Sumber-sumber mineral di Korea Utara diperkirakan mencakup 7.900 juta ton kerikil bara, lebih dari 1.200 juta ton bijih besi, dan cadangan berharga lainnya (grafit, nikel, tembaga, tungsten, dan magnesium). Tambang kerikil bara utama berada di utara Pyongyang, dan tambang bijih besi terdapat di Musan, Kaech’on dan erat Haeju. Proyek hidroelektrik dibangun di sepanjang S. Yalu dan bawah umur sungainya.

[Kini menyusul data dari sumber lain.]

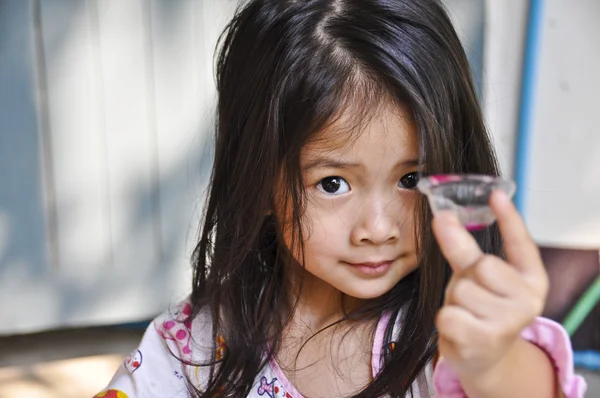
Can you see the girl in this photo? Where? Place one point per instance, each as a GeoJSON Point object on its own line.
{"type": "Point", "coordinates": [318, 272]}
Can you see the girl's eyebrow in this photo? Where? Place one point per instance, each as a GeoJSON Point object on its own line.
{"type": "Point", "coordinates": [324, 162]}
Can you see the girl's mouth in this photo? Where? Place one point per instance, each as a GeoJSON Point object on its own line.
{"type": "Point", "coordinates": [372, 268]}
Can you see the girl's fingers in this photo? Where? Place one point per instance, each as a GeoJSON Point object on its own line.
{"type": "Point", "coordinates": [457, 325]}
{"type": "Point", "coordinates": [456, 243]}
{"type": "Point", "coordinates": [481, 303]}
{"type": "Point", "coordinates": [495, 275]}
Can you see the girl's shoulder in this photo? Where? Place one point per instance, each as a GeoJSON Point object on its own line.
{"type": "Point", "coordinates": [160, 365]}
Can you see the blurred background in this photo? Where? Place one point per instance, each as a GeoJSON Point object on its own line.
{"type": "Point", "coordinates": [106, 109]}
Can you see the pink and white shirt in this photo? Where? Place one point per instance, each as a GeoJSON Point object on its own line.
{"type": "Point", "coordinates": [154, 368]}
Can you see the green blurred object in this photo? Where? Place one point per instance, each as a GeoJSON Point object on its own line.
{"type": "Point", "coordinates": [582, 308]}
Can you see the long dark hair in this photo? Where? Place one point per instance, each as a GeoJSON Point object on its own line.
{"type": "Point", "coordinates": [285, 69]}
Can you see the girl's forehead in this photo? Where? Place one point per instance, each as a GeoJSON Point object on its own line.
{"type": "Point", "coordinates": [391, 122]}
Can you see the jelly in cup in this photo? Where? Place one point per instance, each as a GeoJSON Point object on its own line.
{"type": "Point", "coordinates": [467, 195]}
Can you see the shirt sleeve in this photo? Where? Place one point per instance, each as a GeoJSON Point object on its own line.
{"type": "Point", "coordinates": [155, 368]}
{"type": "Point", "coordinates": [544, 333]}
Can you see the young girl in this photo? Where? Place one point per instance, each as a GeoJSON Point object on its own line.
{"type": "Point", "coordinates": [319, 271]}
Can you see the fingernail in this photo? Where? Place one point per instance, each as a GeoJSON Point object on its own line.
{"type": "Point", "coordinates": [501, 197]}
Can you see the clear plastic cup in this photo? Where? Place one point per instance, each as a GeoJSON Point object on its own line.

Pada tahun 1945, Korea Utara mewarisi 80 persen industri berat Semenanjung Korea. Kehancuran selama Perang Korea telah dibenahi pada tahun 1959, dan semenjak itu pembangunan dipusatkan pada pengembangan industri berat. Besi dan baja diproduksi di Hwanghae,Kimch’eak, Kangson dan daerah-daerah lainnya. Hasil industri berupa mesin dan peralatannya, materi kimia, tekstil dan semen, sebagian diekspor ke negara-negara komunis lainnya. Kebanyakan industri dipusatkan di barat daya, terutama di sekeliling Pyongyang.
Perdagangan luar negeri sepenuhnya ditangani pemerintah. Barang impornya yang utama ialah materi bakar minyak dan kerikil bara, mesin dan alat-alat transportasi, barang kimia, dan materi sandang-pangan. Sedangkan barang ekspornya yang utama ialah mineral, besi dan baja, semen, dan hasil pertanian. Sebagian besar perdagangannya dilakukan dengan negara-negara komunis. Meskipun demikian, ada juga hubungan dagang dengan Jepang, India, Arab Saudi, dan Inggris.

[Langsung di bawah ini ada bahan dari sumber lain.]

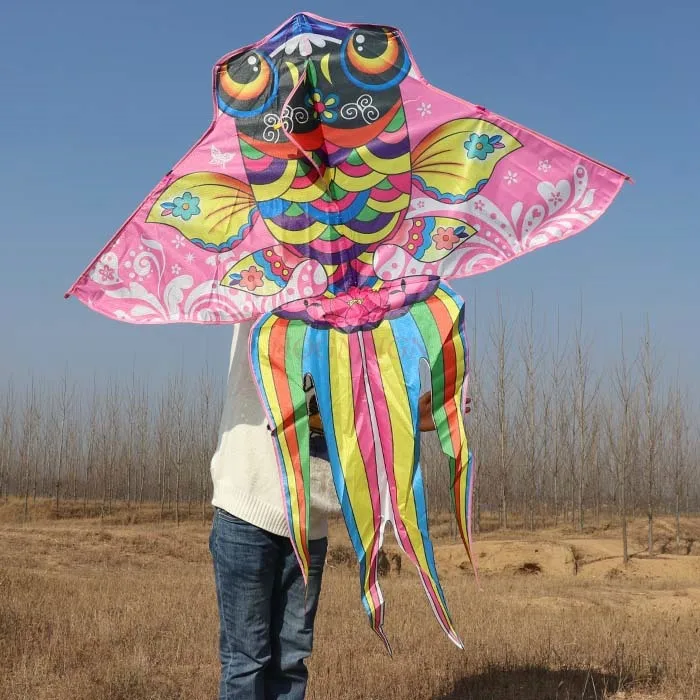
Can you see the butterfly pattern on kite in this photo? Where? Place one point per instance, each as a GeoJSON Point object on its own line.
{"type": "Point", "coordinates": [345, 190]}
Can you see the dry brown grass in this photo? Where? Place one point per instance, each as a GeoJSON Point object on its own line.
{"type": "Point", "coordinates": [100, 609]}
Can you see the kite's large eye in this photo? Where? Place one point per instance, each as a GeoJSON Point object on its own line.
{"type": "Point", "coordinates": [247, 84]}
{"type": "Point", "coordinates": [374, 58]}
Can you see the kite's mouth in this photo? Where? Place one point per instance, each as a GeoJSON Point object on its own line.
{"type": "Point", "coordinates": [361, 308]}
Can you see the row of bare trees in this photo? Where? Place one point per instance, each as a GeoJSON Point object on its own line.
{"type": "Point", "coordinates": [115, 441]}
{"type": "Point", "coordinates": [556, 439]}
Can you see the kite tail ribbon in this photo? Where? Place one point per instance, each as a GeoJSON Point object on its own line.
{"type": "Point", "coordinates": [368, 388]}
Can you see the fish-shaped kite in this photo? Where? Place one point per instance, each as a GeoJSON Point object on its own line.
{"type": "Point", "coordinates": [332, 196]}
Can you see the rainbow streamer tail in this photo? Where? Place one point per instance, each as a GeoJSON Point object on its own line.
{"type": "Point", "coordinates": [368, 388]}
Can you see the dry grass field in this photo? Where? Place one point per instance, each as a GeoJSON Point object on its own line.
{"type": "Point", "coordinates": [123, 608]}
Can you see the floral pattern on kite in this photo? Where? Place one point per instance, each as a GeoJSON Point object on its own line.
{"type": "Point", "coordinates": [331, 196]}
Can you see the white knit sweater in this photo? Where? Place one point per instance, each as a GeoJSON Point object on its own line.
{"type": "Point", "coordinates": [244, 467]}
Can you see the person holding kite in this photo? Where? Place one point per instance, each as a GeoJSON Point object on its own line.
{"type": "Point", "coordinates": [331, 199]}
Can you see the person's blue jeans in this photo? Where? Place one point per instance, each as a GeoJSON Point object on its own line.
{"type": "Point", "coordinates": [266, 614]}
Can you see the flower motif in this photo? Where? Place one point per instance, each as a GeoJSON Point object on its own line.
{"type": "Point", "coordinates": [323, 108]}
{"type": "Point", "coordinates": [481, 145]}
{"type": "Point", "coordinates": [106, 273]}
{"type": "Point", "coordinates": [304, 43]}
{"type": "Point", "coordinates": [555, 198]}
{"type": "Point", "coordinates": [445, 238]}
{"type": "Point", "coordinates": [184, 207]}
{"type": "Point", "coordinates": [251, 278]}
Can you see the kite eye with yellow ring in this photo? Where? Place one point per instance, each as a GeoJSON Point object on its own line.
{"type": "Point", "coordinates": [374, 58]}
{"type": "Point", "coordinates": [247, 84]}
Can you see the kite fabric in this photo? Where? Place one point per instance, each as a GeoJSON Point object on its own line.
{"type": "Point", "coordinates": [332, 196]}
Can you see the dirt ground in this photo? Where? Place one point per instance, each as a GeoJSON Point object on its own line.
{"type": "Point", "coordinates": [123, 607]}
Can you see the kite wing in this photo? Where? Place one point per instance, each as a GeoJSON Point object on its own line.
{"type": "Point", "coordinates": [333, 194]}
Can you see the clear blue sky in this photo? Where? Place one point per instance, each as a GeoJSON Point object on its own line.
{"type": "Point", "coordinates": [99, 99]}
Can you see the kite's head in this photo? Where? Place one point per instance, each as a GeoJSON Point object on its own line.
{"type": "Point", "coordinates": [310, 74]}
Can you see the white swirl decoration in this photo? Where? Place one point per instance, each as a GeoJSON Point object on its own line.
{"type": "Point", "coordinates": [364, 108]}
{"type": "Point", "coordinates": [274, 124]}
{"type": "Point", "coordinates": [146, 259]}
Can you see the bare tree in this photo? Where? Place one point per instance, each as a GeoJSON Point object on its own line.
{"type": "Point", "coordinates": [66, 397]}
{"type": "Point", "coordinates": [678, 452]}
{"type": "Point", "coordinates": [622, 437]}
{"type": "Point", "coordinates": [650, 372]}
{"type": "Point", "coordinates": [7, 436]}
{"type": "Point", "coordinates": [584, 396]}
{"type": "Point", "coordinates": [502, 382]}
{"type": "Point", "coordinates": [530, 357]}
{"type": "Point", "coordinates": [30, 429]}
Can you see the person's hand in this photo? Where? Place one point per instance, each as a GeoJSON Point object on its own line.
{"type": "Point", "coordinates": [425, 410]}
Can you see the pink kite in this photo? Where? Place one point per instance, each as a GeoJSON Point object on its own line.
{"type": "Point", "coordinates": [332, 196]}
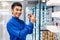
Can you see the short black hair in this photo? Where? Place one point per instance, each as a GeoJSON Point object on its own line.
{"type": "Point", "coordinates": [16, 4]}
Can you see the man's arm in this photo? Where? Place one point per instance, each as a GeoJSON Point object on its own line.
{"type": "Point", "coordinates": [15, 31]}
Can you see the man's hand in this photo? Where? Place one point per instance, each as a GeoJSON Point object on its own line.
{"type": "Point", "coordinates": [32, 18]}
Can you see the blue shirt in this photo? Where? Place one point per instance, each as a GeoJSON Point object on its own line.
{"type": "Point", "coordinates": [18, 30]}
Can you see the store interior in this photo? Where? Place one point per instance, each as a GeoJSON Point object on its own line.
{"type": "Point", "coordinates": [47, 12]}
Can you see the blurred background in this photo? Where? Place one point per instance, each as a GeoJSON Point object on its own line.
{"type": "Point", "coordinates": [47, 14]}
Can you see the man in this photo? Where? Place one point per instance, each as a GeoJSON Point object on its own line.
{"type": "Point", "coordinates": [17, 29]}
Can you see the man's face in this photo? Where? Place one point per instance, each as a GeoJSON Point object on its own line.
{"type": "Point", "coordinates": [17, 10]}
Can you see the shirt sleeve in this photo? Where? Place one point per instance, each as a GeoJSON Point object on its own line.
{"type": "Point", "coordinates": [30, 27]}
{"type": "Point", "coordinates": [15, 31]}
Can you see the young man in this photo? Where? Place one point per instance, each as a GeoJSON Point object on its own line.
{"type": "Point", "coordinates": [17, 29]}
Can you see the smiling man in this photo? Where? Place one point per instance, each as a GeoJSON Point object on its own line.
{"type": "Point", "coordinates": [16, 27]}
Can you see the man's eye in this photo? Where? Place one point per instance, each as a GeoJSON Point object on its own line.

Korea Utara mempunyai 4.473 km jalan kereta api, dan rute-rute gres sedang dalam pembuatan. Jaringan jalan raya sepanjang 22.000 km cukup penting bagi negeri ini, tetapi kondisinya kurang baik, dan gres sekitar 2 persen yang sudah diaspal. Pyongyang mempunyai hubungan kemudian lintas dengan Moskwa dan Peking, baik lewat udara maupun lewat darat (jalan kereta api). Pelabuhan utamanya ialah Namp‘o, Ch ‘ongjin, dan Hungnam.

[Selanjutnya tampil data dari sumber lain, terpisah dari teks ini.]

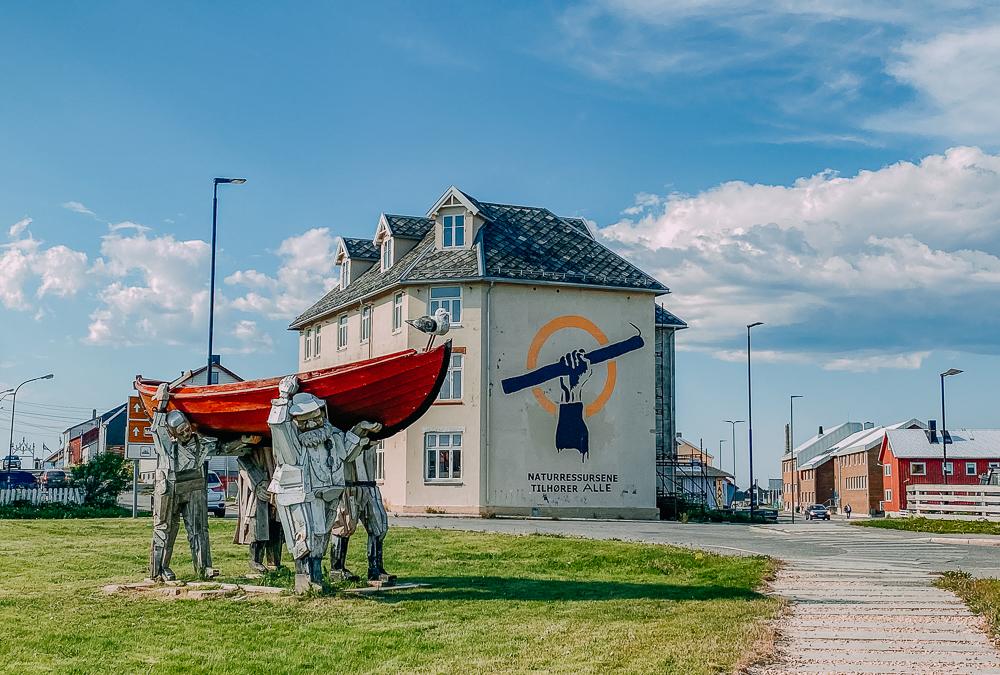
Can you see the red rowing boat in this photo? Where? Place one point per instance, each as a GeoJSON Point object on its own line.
{"type": "Point", "coordinates": [395, 390]}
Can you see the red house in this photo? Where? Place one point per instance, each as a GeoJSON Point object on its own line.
{"type": "Point", "coordinates": [916, 457]}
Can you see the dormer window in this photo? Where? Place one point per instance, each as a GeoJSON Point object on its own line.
{"type": "Point", "coordinates": [453, 232]}
{"type": "Point", "coordinates": [386, 253]}
{"type": "Point", "coordinates": [345, 273]}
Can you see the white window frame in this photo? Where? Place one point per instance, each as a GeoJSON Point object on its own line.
{"type": "Point", "coordinates": [342, 332]}
{"type": "Point", "coordinates": [397, 312]}
{"type": "Point", "coordinates": [448, 223]}
{"type": "Point", "coordinates": [453, 375]}
{"type": "Point", "coordinates": [386, 253]}
{"type": "Point", "coordinates": [437, 436]}
{"type": "Point", "coordinates": [380, 461]}
{"type": "Point", "coordinates": [448, 303]}
{"type": "Point", "coordinates": [366, 324]}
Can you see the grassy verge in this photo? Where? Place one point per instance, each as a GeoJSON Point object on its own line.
{"type": "Point", "coordinates": [981, 595]}
{"type": "Point", "coordinates": [496, 602]}
{"type": "Point", "coordinates": [936, 525]}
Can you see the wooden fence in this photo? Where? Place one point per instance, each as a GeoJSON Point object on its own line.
{"type": "Point", "coordinates": [957, 502]}
{"type": "Point", "coordinates": [41, 495]}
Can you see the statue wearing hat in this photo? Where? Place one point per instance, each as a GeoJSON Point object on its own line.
{"type": "Point", "coordinates": [179, 490]}
{"type": "Point", "coordinates": [308, 480]}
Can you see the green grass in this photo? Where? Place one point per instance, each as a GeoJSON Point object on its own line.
{"type": "Point", "coordinates": [937, 525]}
{"type": "Point", "coordinates": [981, 595]}
{"type": "Point", "coordinates": [496, 602]}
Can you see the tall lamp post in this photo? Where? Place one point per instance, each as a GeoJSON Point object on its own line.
{"type": "Point", "coordinates": [211, 297]}
{"type": "Point", "coordinates": [791, 443]}
{"type": "Point", "coordinates": [734, 423]}
{"type": "Point", "coordinates": [944, 425]}
{"type": "Point", "coordinates": [753, 490]}
{"type": "Point", "coordinates": [13, 406]}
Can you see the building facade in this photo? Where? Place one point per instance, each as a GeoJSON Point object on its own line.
{"type": "Point", "coordinates": [523, 287]}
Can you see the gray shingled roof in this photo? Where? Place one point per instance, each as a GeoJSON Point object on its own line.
{"type": "Point", "coordinates": [408, 227]}
{"type": "Point", "coordinates": [360, 249]}
{"type": "Point", "coordinates": [519, 243]}
{"type": "Point", "coordinates": [665, 318]}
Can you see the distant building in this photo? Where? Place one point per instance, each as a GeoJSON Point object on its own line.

Tempat-tempat penting di Korea Utara
Banyak tempat-tempat penting dan populer yang perlu kita ketahui di Korea Utara, antara lain sebagai berikut:
 republik di Semenanjung Korea cuilan utara Sejarah Lengkap Negara Korea Utara
Patung Chollima, simbol semangat kepahlawanan rakyat Korea Utara
 republik di Semenanjung Korea cuilan utara Sejarah Lengkap Negara Korea Utara
Gerbang Taedong di ibu kota Pyongyang, Korea Utara
 republik di Semenanjung Korea cuilan utara Sejarah Lengkap Negara Korea Utara
Chuul di pantai timur Korea Utara, kota dengan pemandangan alam yang indah, di sini terdapat sanatorium, Gedung Pemuda, dan rumah peristirahatan.
Demikian Sejarah Lengkap Negara Korea Utara, supaya menjadi informasi yang bermanfaat.